Turning now to the modern world, we can see that the concept of love which is extolled as a virtue is in reality almost exclusively that of love as passion. Every time soap operas and sitcoms present love as constituted by physical sex (do they ever do anything else?), love as virtue is reduced to love as passion. Every time daytime talk show hosts make some declaration about morality based upon what they feel in their heart, then passion, not virtue, becomes the criterion of what is good and true. And every time an academic denies that there is an objective telosto human nature, passion masquerades as virtue and ethics is turned into aesthetics.

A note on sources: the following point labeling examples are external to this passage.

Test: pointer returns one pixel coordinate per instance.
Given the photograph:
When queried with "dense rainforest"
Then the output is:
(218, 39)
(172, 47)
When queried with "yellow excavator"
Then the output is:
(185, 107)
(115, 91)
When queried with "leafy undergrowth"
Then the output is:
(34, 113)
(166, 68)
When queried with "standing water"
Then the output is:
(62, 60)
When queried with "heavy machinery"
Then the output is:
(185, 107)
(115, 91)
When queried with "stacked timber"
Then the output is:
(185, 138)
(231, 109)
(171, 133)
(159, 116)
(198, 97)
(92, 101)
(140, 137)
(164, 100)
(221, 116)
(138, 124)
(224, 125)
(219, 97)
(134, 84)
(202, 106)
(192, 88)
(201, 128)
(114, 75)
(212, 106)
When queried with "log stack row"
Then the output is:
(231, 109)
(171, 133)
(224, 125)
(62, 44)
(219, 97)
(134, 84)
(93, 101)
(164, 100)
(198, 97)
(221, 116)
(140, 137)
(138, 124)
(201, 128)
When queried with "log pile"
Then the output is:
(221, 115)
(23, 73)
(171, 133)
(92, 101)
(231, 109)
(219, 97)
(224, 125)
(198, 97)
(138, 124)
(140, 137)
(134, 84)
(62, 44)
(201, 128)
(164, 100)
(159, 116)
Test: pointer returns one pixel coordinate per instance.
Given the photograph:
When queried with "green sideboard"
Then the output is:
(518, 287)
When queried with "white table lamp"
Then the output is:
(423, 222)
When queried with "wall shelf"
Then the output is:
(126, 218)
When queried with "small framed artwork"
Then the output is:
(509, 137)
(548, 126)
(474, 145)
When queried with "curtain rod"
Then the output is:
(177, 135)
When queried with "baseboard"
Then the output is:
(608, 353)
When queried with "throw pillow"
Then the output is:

What we have done is, as Dr. Trueman says, effectively removed all virtuous love and replaced it with personal aggrandizement, or selfishness. Euthanasia and abortion are nothing more than the absence of love as a virtue, when we care for someone because of obligation to Christian self-sacrifice. If your spouse is no longer attractive, divorce them and seek self fulfillment. Spouse not exciting enough? Try porn or Ashley Madison. Want that perfect child? Go to a sperm bank and select the donor. Like blue eyes? We can make that happen. Change your mind… no problem, abortion is legal up to 34 weeks in Colorado. A homosexual couple can live together in flawless love (virtue) but that isn’t sufficient. Not only must the legal right exist to the accompanying gymnastics and swapping of bodily fluid but the purposeless coupling has to be legally recognized and everyone has to honor it by baking cakes or sending flowers or whatever.
We have effectively succeeded in killing love and replacing it with a lethal brew of selfishness and animal-like rutting. Small wonder we are in the mess we are in.